Drink Magazine

Tasting Notes: Beavertown: Alvinne: Tempus: Uptown Monk

By Alcoholandaphorisms

Tasting Notes: Beavertown: Alvinne: Tempus: Uptown Monk

Beavertown: Alvinne: Tempus: Uptown Monk (England: Abbey Tripel: 9.3%)

Visual: Deep apricot skin. Small off white dash of a head. Semi clear and still body.

Nose: Peppery. Cane sugar to brown sugar. Rye crackers. Dried apricot. Crushed Blackpool rock.

Body: Smoke. Vanilla slices, but dry. Dry lemon. Light lime funk notes. Apricot. Tart notes – tart grapes. Vanilla yogurt. Orange. Cane sugar. Champagne.

Finish: Dry cheesecake. Rye crackers. Pepper. Darkly bitter. Malt chocolate drinks. Dry lime. Tart apples. Slight yeast funk. Vanilla and lemon yogurt. Champagne.

Conclusion: Oh, there is a shit-ton going on with this beer. On the front I seems to be a simple literary conflict – peppery spice rye versus a cane to brown sugar tripel style sweetness. An enjoyable pulp tale of beer rather than an intricate layered script.

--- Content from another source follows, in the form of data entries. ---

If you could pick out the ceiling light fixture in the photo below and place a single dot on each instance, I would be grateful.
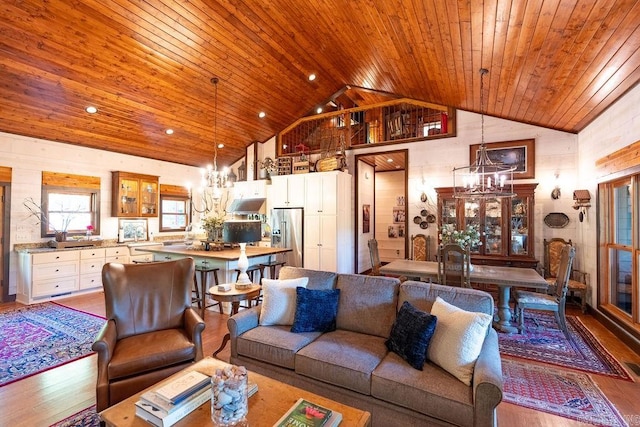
(213, 181)
(484, 179)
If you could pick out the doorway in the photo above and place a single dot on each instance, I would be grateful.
(381, 197)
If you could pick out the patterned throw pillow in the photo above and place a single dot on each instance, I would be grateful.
(411, 333)
(316, 310)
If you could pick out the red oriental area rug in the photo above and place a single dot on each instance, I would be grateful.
(544, 342)
(39, 337)
(568, 394)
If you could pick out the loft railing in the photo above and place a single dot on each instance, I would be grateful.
(397, 121)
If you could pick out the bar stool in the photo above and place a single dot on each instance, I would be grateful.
(273, 265)
(201, 294)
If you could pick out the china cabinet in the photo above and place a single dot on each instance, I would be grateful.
(506, 225)
(134, 195)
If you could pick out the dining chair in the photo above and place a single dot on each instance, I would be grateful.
(549, 302)
(420, 247)
(577, 279)
(454, 265)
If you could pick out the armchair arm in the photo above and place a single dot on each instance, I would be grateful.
(194, 325)
(240, 323)
(104, 345)
(487, 382)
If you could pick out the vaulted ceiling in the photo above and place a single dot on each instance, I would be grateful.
(147, 65)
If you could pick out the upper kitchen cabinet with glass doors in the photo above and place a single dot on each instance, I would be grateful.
(505, 224)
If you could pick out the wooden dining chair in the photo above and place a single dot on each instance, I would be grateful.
(556, 301)
(577, 279)
(454, 265)
(420, 247)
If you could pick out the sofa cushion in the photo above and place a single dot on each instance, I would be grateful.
(279, 300)
(432, 391)
(423, 295)
(316, 310)
(317, 279)
(410, 334)
(342, 358)
(273, 344)
(457, 341)
(368, 304)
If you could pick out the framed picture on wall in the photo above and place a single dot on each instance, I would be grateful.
(520, 153)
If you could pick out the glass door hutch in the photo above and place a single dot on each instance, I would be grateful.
(506, 225)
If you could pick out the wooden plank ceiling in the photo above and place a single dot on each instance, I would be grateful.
(147, 65)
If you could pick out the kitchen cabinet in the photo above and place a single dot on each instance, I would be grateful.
(506, 225)
(328, 232)
(134, 195)
(287, 191)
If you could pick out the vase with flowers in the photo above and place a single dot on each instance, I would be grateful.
(469, 237)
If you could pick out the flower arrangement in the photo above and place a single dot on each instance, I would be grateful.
(470, 236)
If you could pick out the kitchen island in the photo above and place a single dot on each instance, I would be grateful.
(226, 260)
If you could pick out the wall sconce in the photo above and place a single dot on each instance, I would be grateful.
(555, 193)
(582, 202)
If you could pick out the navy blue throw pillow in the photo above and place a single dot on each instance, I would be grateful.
(316, 310)
(411, 333)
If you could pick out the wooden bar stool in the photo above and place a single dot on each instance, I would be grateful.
(201, 293)
(272, 265)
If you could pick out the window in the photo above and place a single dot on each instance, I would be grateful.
(175, 212)
(71, 210)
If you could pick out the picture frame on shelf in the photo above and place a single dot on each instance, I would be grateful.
(520, 153)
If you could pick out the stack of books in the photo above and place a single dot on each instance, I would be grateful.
(308, 414)
(166, 405)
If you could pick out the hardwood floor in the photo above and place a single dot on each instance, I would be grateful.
(48, 397)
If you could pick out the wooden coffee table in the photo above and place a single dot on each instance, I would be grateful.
(270, 402)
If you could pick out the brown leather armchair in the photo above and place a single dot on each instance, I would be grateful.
(151, 330)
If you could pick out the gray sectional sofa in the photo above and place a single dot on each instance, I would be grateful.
(352, 364)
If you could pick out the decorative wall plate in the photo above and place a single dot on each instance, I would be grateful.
(556, 220)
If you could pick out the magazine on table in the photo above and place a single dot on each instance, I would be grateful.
(305, 413)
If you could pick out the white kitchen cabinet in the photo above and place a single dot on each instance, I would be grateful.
(250, 189)
(328, 235)
(287, 191)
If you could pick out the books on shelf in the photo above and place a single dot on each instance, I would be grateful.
(165, 418)
(308, 414)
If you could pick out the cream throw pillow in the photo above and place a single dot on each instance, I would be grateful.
(457, 340)
(279, 300)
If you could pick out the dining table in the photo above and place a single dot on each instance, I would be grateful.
(501, 276)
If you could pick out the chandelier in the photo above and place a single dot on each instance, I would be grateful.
(213, 181)
(485, 178)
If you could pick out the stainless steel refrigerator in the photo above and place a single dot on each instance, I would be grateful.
(287, 232)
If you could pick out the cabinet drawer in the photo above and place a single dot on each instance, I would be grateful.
(55, 286)
(88, 281)
(116, 251)
(122, 259)
(92, 254)
(55, 256)
(91, 266)
(55, 270)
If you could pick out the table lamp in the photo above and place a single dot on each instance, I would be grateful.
(242, 232)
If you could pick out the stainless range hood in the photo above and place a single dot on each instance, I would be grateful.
(246, 206)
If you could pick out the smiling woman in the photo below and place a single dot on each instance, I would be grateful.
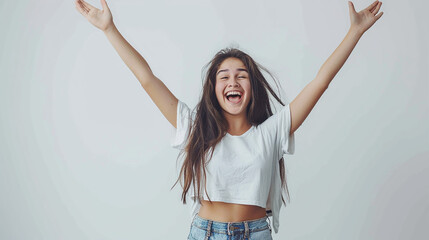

Time brings funk influence and side characters of tart lime and drier lemon yogurt notes that explore further themes of the beer. In fact the beer in general has a drier, yet tart backing character that creates layered and complex characters that accentuates that initially simple base conflict. The peppery character expands into bitterness, showing the futility of attempts to map reality linier plotting while hanging a lampshade on its own beery progression.

Dried, fruit sugar apricot comes out – giving a nod to crowd pleasing simple beers but here deconstructing that in its contrast to the complex developments below, showing both funk and barrel aging influence in equal share rather than being shunted to sub plots as the more simple beers would do.

It does however revel in its barrel ageing, gaining a champagne character that freshens your mouth, allowing for tart grapes to join; Here the subtext of the tart funk becomes the text, the funk joining the barrel aging to make the beer’s theme plain to all.

Hopefully the above has allowed me to explain how complex this layered beer can be, and to illustrate its character to you clearly. It is unusual, deep and one I enjoyed very much.

Background: I have no clue why I wrote the notes like this – I mean obviously I was drinking, but due to the oddity of the beer I decided treating it like a book review seemed a thing to do. I have no reason, no excuse and no excuse would be accepted. Anyway, decided to leave the notes as is an upload them because, well it amuses me if no-one else. Anyway, this is a beer I grabbed from Independent Spirit before Christmas – as a heavy rye Triple aged in white wine barrels I figured a bit more time would not hurt it. Been a while since I had an Alvinne beer, even as a collab, but this should go some small way to correct that. Drunk while listening to some Testament again, no real reason, just did.